Surgical Management of Fournier's Gangrene.
- Author:
Jeong Heum BAEK
1
;
Sang Jin YOON
;
Jae Hwan OH
Author Information
1. Department of Surgery, Gachon Medical School, Gil Medical Center, Incheon, Korea. jayoh@ghil.com
- Publication Type:Original Article
- Keywords:
Fournier's gangrene
- MeSH:
Alcoholism;
Anti-Bacterial Agents;
Bacteria;
Causality;
Colitis, Ulcerative;
Colostomy;
Cystostomy;
Debridement;
Diabetes Mellitus;
Diagnosis;
Escherichia coli;
Fascia;
Fasciitis, Necrotizing;
Female;
Fournier Gangrene*;
Humans;
Male;
Mortality;
Orchiectomy;
Penis;
Retrospective Studies;
Scrotum;
Sepsis;
Skin;
Staphylococcus aureus;
Urinary Diversion;
Urinary Tract
- From:Journal of the Korean Society of Coloproctology
2003;19(6):349-353
- CountryRepublic of Korea
- Language:Korean
-
Abstract:
PURPOSE: Fournier's gangrene is a potentially fatal infectious necrotizing fasciitis of the scrotum, penis, and perineal region.

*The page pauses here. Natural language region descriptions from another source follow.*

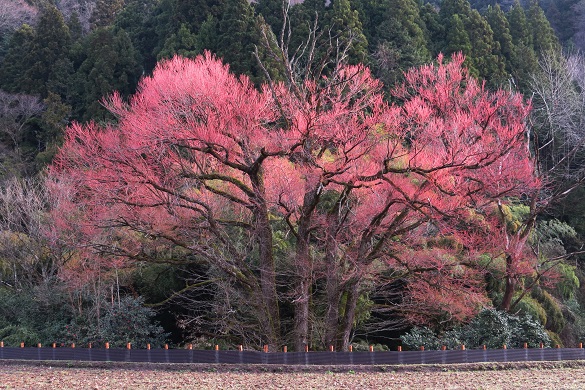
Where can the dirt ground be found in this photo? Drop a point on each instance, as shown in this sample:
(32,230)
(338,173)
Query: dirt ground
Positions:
(79,375)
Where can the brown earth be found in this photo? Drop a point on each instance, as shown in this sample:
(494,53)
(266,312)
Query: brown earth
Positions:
(88,375)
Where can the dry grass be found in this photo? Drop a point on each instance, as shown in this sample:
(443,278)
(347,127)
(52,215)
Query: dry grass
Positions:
(79,375)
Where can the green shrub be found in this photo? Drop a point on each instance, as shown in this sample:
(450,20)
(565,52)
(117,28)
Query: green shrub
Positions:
(490,327)
(128,321)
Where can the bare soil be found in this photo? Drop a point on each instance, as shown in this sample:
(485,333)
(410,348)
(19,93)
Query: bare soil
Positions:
(88,375)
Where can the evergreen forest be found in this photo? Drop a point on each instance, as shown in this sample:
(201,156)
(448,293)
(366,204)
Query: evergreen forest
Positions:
(305,173)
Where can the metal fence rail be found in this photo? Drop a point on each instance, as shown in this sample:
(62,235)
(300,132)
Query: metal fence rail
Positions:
(296,358)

If not recognized early, this process will extend along the fascia plane to the lower abdominal and back regions, causing severe morbidity and even mortality. The aims of this study were to investigate the clinical characteristics and to evaluate the outcome of our experience with 16 cases of Fournier's gangrene. METHODS: Clinical data from 16 patients with the diagnosis of Fournier's gangrene, who were treated at Gil Medical Center from January 1995 until October 2001, were analyzed retrospectively. RESULTS: The patients consisted of 14 men and 2 women, with an average age of 62 years. The potential ports of entry for the causative bacteria included the anorectum (75.0%), the urinary tract (18.8%), and the skin (6.3%). Predisposing factors included diabetes mellitus (62.5%), alcoholism (6.3%), steroid use (6.3%), malignancy (6.3%), and ulcerative colitis (6.3%). Escherichia coli and Staphylococcus aureus were most commonly identified in bacterial cultures. All patients were treated with a broad spectrum antibiotics and serial surgical debridement. Twelve patients had fecal diversions, and five patients had urinary diversions. Three patients underwent orchiectomies. One patient (6.3%) died due to sepsis. CONCLUSIONS: The management of this infectious entity should be aggressive with early recognition. Patients with Fournier's gangrene need prompt extirpation of all nonviable tissue and a cystostomy or a colostomy when necessary. A broad-spectrum antimicrobial regimen and aggressive debridement are mandatory.